This project is an updated version of a recommender system built for a fictional social network. The recommender system has been refactored into logical modules, the connection to the remote database has been removed (all tables have been downloaded and are located in the dataset module), data logging has been added through DVC, a Dockerfile has been added to build an image and run a container, Docstrings have been added to all functions, and the approach to recommendation formation has been rethought. The previous version had unstable logic in recommendation formation, and text processing using TF-IDF has been added to improve hitrate@5 metric from 0.45 to 0.53. This recommendation system implements the "Content Approach". The data approach is more suitable than the "Collaborative Approach" because of the large amount of data and speed. The content approach is an approach that recommends to the user similar to those that he has already viewed. In this case, the recommendation system recommends to the user posts that he has not yet viewed, but which are similar to those that he has already viewed. The recommendation system is implemented in the form of a microservice that accepts requests and returns responses. The hitrate@5 metric is used as a recommendation quality metric. The hitrate@5 metric is the percentage of recommendations that the user has viewed.
The dataset module
contains datasets, which are logged using DVC. The df_feed_data.csv
file contains information on viewed posts. The df_text_plus_clustering.csv
file contains information on post text, text clustering, and new features based on clustering. The df_post_text.csv
file contains information on post text. The df_user_data.csv
file contains information on users. The dists_df.csv
file contains information on text clusters. The reason for creating a separate dataframe for clusters is that clustering takes time and resources. If you want to cluster the texts, you can do so by uncommenting cell 11 in the Experiments_with_the_recommendation system.app file. The .csv.dvc
file extension is a DVC log and is not directly involved in the code's operation.

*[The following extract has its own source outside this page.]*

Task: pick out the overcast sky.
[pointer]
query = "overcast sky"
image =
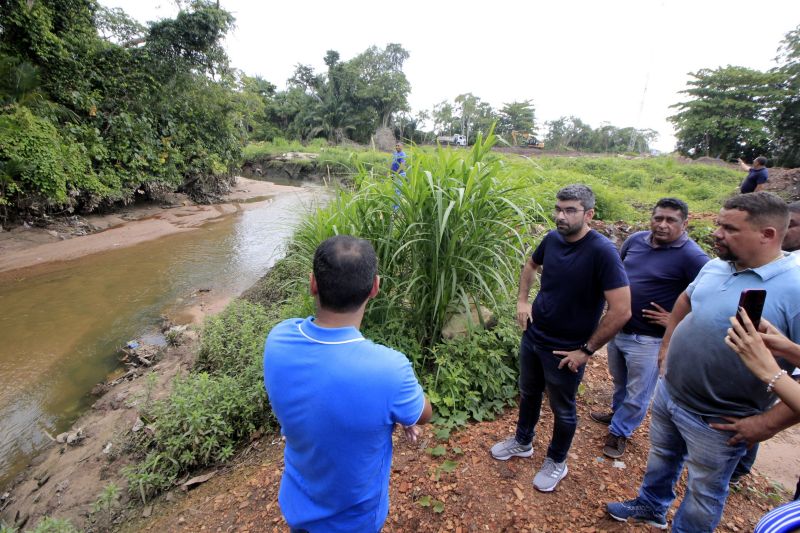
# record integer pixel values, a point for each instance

The models module contains models, which are logged using DVC. The catboost_model file is a CatBoost classifier model. The model_tree_classifier file is a Decision Tree Classifier model. The .dvc file extension is a DVC log and is not directly involved in the code's operation.

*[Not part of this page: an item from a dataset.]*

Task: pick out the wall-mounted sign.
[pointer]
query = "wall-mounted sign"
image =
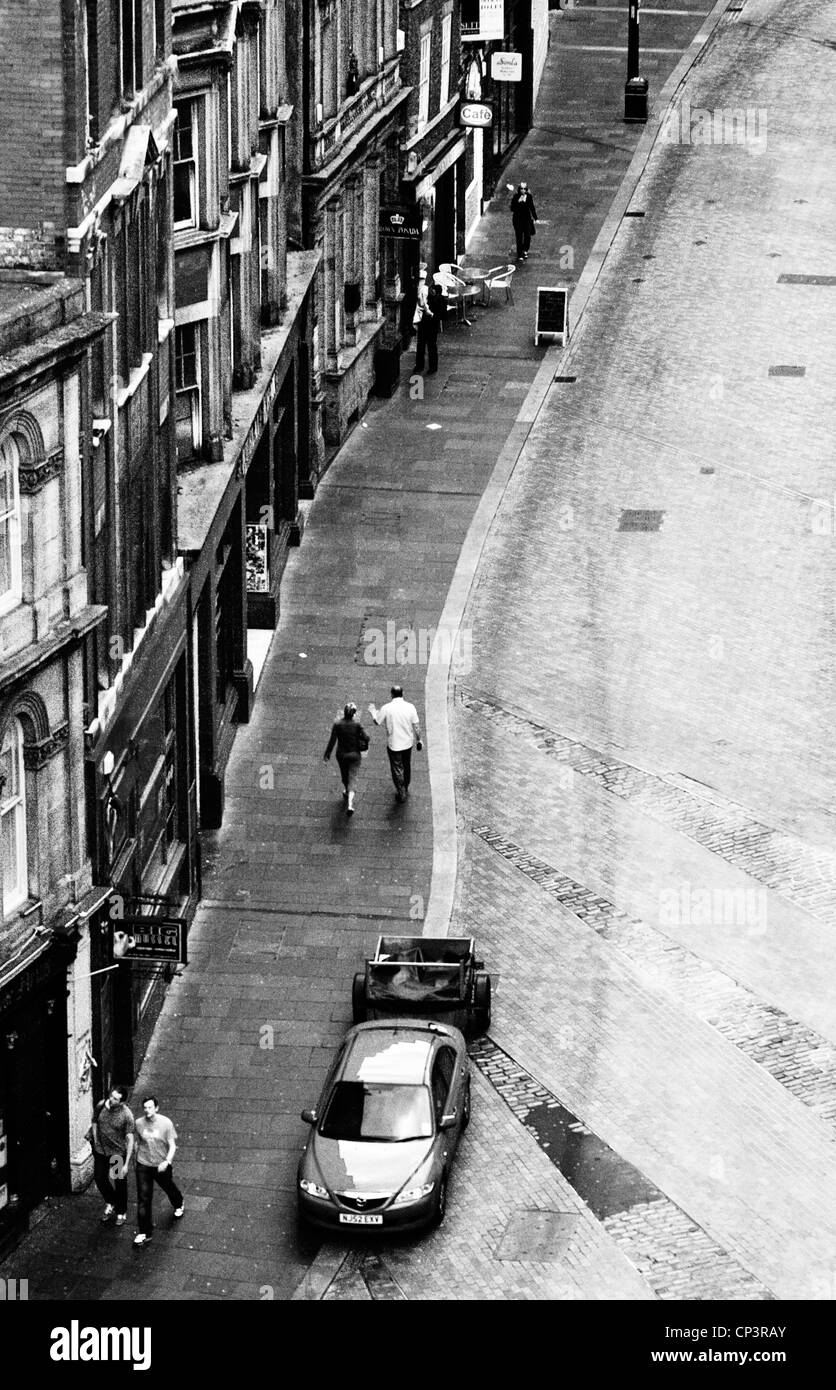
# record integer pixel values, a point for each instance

The src module contains the project's source code. The app.py file launches the microservice, processes specific requests, and generates responses. The get_model.py
file loads the CatBoost classifier model. The load_table.py
file loads the partially processed tables and the tables that need to be further processed for each specific request. The schema.py
file validates input data. The app.py file contains the microservice's logic, based on message recommendations.
The command to run docker: docker run --rm -p 8000:8000 recommendation_system
The command in Postman: http://localhost:8000/post/recommendations?id=767&time=2022-12-12 21:10:16&limit=5
In the postman, you can change the user id
, time
from 2021-12-29 23:39:35
to 2021-10-01 06:06:44
and the limit